THE Petroleum Corporation of Jamaica (PCJ) has undertaken a $5.6-million upgrade of the lighting facilities at the May Pen and Spanish Town hospitals and the Jamaica Police Convalescent Centre, in its bid to help reduce the public sector's energy bill.
The three institutions are the latest to benefit from a PCJ programme that facilitates the increased use of energy-efficiency technology by public sector entities.
At the Spanish Town Hospital, the PCJ is carrying out a complete overhaul of the internal lighting system on the maternity ward with an aim to reduce the hospital's energy usage by 36,000 kWh per year. The 340-bed ward is being retrofitted with fixtures and other equipment that will reduce the use of electricity.
The upgrade covers restrooms, storerooms and general patient areas, most of which will be equipped with sensors to regulate lighting based on occupancy.
Meanwhile, the outdoor lighting system at the May Pen Hospital is being improved for greater utilisation of renewable energy. The PCJ is installing a solar photovoltaic system, rehabilitating old lighting poles and replacing existing halogen lighting with LED lamps. The LED lamps will provide a similar level of illumination with reduced wattage.
The upgrade is projected to result in energy saving of 29,780 kWh per year, which will translate into cost-saving of more than J$950,000 annually.
In addition, the Jamaica Police Convalescent Centre is set to reduce its energy usage by 17,000 kWh per year as a result of the lighting-efficiency improvements recently undertaken at that institution. The PCJ installed an external solar lighting system at the centre and also upgraded the internal and external lighting fixtures.

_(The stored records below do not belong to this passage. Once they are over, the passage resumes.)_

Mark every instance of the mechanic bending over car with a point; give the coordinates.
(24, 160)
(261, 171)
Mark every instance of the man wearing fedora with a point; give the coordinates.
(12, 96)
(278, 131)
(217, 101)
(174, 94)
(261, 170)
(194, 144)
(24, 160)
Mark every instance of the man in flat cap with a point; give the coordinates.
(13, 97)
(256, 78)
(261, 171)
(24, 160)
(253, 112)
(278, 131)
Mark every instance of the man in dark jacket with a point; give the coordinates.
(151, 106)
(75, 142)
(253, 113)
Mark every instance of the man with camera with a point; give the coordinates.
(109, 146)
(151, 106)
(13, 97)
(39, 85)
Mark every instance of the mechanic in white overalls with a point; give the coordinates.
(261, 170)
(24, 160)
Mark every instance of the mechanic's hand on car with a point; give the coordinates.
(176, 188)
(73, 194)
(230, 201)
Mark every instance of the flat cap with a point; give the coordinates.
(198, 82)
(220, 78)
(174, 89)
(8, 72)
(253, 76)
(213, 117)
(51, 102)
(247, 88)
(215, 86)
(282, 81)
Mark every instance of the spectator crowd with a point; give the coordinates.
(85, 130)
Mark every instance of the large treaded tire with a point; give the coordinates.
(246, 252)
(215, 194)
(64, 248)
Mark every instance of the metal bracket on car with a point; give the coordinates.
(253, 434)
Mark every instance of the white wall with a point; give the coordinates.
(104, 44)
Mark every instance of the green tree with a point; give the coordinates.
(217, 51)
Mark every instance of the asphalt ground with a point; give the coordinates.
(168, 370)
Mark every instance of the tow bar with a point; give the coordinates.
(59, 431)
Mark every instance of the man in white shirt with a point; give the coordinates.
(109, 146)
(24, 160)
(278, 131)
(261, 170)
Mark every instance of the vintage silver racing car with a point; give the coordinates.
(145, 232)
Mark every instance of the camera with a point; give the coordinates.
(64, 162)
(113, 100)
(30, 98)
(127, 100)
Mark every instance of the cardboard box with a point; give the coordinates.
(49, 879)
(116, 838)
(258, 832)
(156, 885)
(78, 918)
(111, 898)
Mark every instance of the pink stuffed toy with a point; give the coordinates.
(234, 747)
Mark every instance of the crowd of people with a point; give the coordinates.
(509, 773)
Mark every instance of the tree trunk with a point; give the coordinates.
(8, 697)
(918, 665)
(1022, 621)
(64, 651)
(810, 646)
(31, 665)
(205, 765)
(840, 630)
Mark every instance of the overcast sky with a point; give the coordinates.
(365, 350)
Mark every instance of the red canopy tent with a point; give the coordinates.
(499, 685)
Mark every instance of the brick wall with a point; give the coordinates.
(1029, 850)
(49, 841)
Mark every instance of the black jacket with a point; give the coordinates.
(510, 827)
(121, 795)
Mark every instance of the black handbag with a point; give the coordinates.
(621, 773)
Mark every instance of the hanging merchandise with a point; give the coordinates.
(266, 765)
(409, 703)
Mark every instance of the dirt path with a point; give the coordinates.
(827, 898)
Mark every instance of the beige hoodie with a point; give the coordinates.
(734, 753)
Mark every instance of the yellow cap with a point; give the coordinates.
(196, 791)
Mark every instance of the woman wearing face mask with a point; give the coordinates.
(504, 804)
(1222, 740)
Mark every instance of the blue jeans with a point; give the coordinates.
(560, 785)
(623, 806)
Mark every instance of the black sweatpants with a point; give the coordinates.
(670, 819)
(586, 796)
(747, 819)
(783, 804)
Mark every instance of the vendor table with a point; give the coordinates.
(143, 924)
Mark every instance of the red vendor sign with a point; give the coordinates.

"The PCJ understands that rising energy costs can hinder public sector institutions from delivering quality services to the public, and an effective way to address this matter is greater utilisation of renewable energy and energy efficiency technology," said Dr Peter Ruddock, manager of renewable energy at the PCJ.
"The three institutions that have benefited from our latest round of projects should soon see cost savings as a result of the reductions in their energy bills," he added.
During the last fiscal year, the PCJ invested more than J$53 million on public sector energy-efficiency projects. The corporation installed energy-efficient lighting, air-conditioning and water-heating systems at several public institutions, including the Edna Manley College of the Visual and Performing Arts, the National Environment and Planning Agency, as well as numerous schools. The investment is projected to result in more than $19.7 million in savings annually.